A Guilty Pleasure.
Many gamers earnestly remember the early '90s as the dawn of fighting games, beginning with the breakthrough hit of Street Fighter 2. A new genre was born from a dragon punch. Since then, some of us have stayed true to these roots, conquering and mastering the intricacies and subtleties of each new 2D fighter.
Most, though, have grown weary. I mean there are only so many Super Hyper Mega Alpha Eternal subtitles that one can stand. Right, Brian?
But no matter which school you hail from, the world of 2D fighting is long overdue for some shaking up, and the one to deliver the thunder kick to the groin of the genre is Guilty Gear X2. This new one from Sammy Studios has an SNK fighter feel, from the violent Samurai Showdown style weapons and blood loss to the creative character designs and principal four button attacks (plus a new fifth button for sweep attacks).
Nobody can accuse these characters of being boring. From the demon rock musician, I-no, to the back broken zombie, Zappa, there is something unmistakably Japanese in the extreme garishness of it all. The full list of 20 even includes one girl that is actually a guy. So think twice before you stare.
A small qualm about the character select is that when you select your character, you have no idea what color scheme you've chosen until you've actually entered the fight. This ain't a Barbie Dream House.
My favorite character, the doctor Faust, really personifies the quirkiness of Guilty Gear X2. Not only is he as tall as the full height of the screen, but Faust wears a paper bag over his head, because he might be bald, much to the chagrin of May, the pirate girl who vehemently hates baldies. Strange doesn't begin to describe this guy. Faust can disappear in a flash, then from out of nowhere, slam open a door right into his opponent's face. And after he's mopped up everything, he flies off on an umbrella, Mary Poppins style. Let's give it up for the coolest victory animation ever.
Thankfully, there's solid substance to back up the weird style. The strategy behind the fighting feels concrete and sound, with a good variety of specials and the proper system of checks and balances between the different blocks and attacks. If you spend too much time blocking, your defense steadily become less effective, as denoted by the 'guard level' gauge. There's even a scoring penalty for spending too much time cowering in the corner.
One notable detail is that some fighters can shoot out a temporary projectile that uses a two-part attack, a clever play on the stale fireball. For example, Bridget can shoot out a black ball, and then call it back as an explosive, virulent Teddy Bear.
There are plenty of gameplay modes here, such as Arcade and single player Story modes, Survival mode and a Mission challenge. There is also a Medal of Millionaires mode, which combines the Survival mode with medals to earn for your skills. And we can't forget the requisite two-player Versus mode.

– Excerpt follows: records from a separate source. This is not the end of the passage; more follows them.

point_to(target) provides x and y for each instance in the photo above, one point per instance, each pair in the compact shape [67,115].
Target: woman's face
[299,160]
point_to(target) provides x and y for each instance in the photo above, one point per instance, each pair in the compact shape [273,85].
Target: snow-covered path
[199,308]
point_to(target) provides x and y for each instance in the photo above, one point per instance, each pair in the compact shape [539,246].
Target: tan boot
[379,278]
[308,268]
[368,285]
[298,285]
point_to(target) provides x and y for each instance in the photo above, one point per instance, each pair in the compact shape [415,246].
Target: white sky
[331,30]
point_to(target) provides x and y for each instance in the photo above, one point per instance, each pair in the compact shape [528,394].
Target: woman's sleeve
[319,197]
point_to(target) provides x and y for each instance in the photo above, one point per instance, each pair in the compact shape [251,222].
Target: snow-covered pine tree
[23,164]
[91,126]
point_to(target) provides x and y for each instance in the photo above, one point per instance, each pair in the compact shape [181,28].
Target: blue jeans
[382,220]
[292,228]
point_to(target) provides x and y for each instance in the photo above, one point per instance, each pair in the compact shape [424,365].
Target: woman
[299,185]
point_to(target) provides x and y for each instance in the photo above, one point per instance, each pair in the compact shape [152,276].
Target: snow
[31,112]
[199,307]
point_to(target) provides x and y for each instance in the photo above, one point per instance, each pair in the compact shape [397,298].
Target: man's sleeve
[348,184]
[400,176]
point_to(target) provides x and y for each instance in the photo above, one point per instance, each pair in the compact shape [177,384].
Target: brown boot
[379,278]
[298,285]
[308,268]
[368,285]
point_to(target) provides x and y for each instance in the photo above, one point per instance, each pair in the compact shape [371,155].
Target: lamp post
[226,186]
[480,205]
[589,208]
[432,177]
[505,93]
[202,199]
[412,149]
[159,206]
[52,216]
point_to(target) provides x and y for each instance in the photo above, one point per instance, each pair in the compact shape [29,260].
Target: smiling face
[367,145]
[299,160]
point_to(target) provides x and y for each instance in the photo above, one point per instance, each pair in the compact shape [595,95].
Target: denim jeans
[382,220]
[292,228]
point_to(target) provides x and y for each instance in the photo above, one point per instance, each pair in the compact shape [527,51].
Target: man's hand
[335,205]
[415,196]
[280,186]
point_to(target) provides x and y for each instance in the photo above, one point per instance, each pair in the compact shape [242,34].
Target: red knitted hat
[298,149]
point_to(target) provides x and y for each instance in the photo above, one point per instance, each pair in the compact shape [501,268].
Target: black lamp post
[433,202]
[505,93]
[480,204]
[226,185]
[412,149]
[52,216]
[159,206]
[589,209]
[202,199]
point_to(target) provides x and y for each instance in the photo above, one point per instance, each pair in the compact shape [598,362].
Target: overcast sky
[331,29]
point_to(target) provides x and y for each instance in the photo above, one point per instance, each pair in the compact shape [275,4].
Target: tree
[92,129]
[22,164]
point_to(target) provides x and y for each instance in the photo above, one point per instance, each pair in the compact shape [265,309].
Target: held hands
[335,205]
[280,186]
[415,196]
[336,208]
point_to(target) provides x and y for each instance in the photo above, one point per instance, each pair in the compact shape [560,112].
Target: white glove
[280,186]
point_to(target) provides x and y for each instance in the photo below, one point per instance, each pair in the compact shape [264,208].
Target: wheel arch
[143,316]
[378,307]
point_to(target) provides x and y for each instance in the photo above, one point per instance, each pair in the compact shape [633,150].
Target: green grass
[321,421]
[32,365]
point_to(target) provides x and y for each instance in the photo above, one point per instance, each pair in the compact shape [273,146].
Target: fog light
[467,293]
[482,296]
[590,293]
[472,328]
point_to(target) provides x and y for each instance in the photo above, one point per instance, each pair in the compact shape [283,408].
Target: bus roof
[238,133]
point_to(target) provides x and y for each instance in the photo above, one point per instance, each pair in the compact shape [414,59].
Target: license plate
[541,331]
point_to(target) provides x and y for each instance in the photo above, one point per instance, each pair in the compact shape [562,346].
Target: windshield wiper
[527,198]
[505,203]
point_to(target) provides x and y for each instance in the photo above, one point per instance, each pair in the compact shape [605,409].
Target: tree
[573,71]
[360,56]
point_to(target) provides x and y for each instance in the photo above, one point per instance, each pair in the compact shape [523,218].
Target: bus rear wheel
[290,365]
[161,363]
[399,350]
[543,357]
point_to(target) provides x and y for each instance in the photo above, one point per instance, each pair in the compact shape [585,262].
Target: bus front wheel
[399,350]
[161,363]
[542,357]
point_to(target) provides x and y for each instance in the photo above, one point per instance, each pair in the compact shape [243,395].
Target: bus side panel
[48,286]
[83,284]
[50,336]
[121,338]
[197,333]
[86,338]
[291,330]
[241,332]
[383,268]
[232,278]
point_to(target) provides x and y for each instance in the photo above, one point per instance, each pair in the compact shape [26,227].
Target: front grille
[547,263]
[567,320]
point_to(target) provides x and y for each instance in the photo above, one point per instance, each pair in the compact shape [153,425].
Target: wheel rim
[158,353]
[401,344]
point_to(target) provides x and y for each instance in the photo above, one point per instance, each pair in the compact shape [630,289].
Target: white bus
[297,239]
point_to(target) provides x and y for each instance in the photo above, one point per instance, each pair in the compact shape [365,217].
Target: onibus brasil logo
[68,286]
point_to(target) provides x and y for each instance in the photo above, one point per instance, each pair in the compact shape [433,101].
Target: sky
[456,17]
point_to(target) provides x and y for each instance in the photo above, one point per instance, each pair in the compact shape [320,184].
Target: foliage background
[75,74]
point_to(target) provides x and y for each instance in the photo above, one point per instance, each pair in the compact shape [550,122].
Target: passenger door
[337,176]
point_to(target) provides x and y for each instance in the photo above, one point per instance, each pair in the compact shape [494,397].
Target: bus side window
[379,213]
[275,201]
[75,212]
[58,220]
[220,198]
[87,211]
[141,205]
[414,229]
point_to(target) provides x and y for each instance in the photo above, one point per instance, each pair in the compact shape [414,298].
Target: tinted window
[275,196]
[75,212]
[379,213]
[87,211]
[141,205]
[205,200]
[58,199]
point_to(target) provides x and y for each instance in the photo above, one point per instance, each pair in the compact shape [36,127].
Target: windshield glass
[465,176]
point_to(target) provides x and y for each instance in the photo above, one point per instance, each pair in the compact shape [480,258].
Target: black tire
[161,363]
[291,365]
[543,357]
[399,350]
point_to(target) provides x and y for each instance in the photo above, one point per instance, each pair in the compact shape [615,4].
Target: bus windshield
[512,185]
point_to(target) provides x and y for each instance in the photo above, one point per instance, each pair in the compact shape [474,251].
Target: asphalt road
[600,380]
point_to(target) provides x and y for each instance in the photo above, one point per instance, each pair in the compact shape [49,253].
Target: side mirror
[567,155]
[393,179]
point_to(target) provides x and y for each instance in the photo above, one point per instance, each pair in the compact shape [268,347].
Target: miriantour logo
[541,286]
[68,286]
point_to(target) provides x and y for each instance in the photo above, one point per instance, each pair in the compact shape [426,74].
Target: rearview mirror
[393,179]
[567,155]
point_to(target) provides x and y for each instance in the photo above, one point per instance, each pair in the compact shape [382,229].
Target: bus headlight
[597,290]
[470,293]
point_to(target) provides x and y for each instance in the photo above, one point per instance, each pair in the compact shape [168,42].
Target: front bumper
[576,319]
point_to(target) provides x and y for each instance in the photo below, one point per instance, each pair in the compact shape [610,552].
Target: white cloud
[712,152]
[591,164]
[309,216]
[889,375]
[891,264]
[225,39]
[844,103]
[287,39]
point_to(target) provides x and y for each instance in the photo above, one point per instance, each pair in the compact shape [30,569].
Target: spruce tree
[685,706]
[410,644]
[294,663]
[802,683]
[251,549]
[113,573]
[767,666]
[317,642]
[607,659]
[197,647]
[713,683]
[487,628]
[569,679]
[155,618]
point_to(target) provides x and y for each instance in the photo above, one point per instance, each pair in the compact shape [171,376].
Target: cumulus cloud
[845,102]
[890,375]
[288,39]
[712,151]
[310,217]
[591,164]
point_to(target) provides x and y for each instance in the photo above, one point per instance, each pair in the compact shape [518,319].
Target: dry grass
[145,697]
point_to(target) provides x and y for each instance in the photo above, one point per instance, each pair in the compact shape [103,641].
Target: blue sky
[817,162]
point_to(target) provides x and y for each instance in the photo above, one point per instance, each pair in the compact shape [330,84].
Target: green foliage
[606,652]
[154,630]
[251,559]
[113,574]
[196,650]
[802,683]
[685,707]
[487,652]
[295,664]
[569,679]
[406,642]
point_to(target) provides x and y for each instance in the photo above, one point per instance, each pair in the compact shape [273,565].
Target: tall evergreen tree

The stories branch and change depending on fight performance, but most of these stories are all over the place. There's a plot behind it all, but its quickly lost in the quirkiness.
The Training mode is rather bare bones, especially with the way in which you learn moves. Ideally, the most important selection from a Training mode's pause screen is a move list. But in Guilty Gear X2, the move list is all the way at the bottom, so every time you want to learn another move, you must pause, scroll, select the move list, and only then find a move. Every time you go through this process, the list of moves resets back to the beginning. This all adds up to plenty of time wasted scrolling.
From the overblown details of billowing dust clouds, explosive flames and flashy lights to the picturesque watercolor environments, the game is a powerhouse of 2D art. The coloring and animation have the glow of an anime and, if you have a higher end video connection like S-video or Component cables, the crispness of the line work is stunning. The character animations are beautifully drawn and key-framed, but sometimes a few more frames of animation for some of the characters could have made it look even silkier.
The Guilty Gear series revels in its metal influences with goofy, big rock sounds and blaring guitar that actually complement the fights quite well. Most people have different opinions on English versus Japanese vocals, but in this case, the vocals have thankfully been left alone. The zany edge would have been completely butchered in the translation.
Guilty Gear X2 doesn't reinvent 2D fighting, but I haven't had this much fun with a classic fighter in a long time. Most hardcore fight aficionados will likely already know where they stand with the series, but for everyone else, Guilty Gear X2 has a good balance of sharp visuals, strategy and quirkiness that will bring you back to the warm heart of 2D fighting.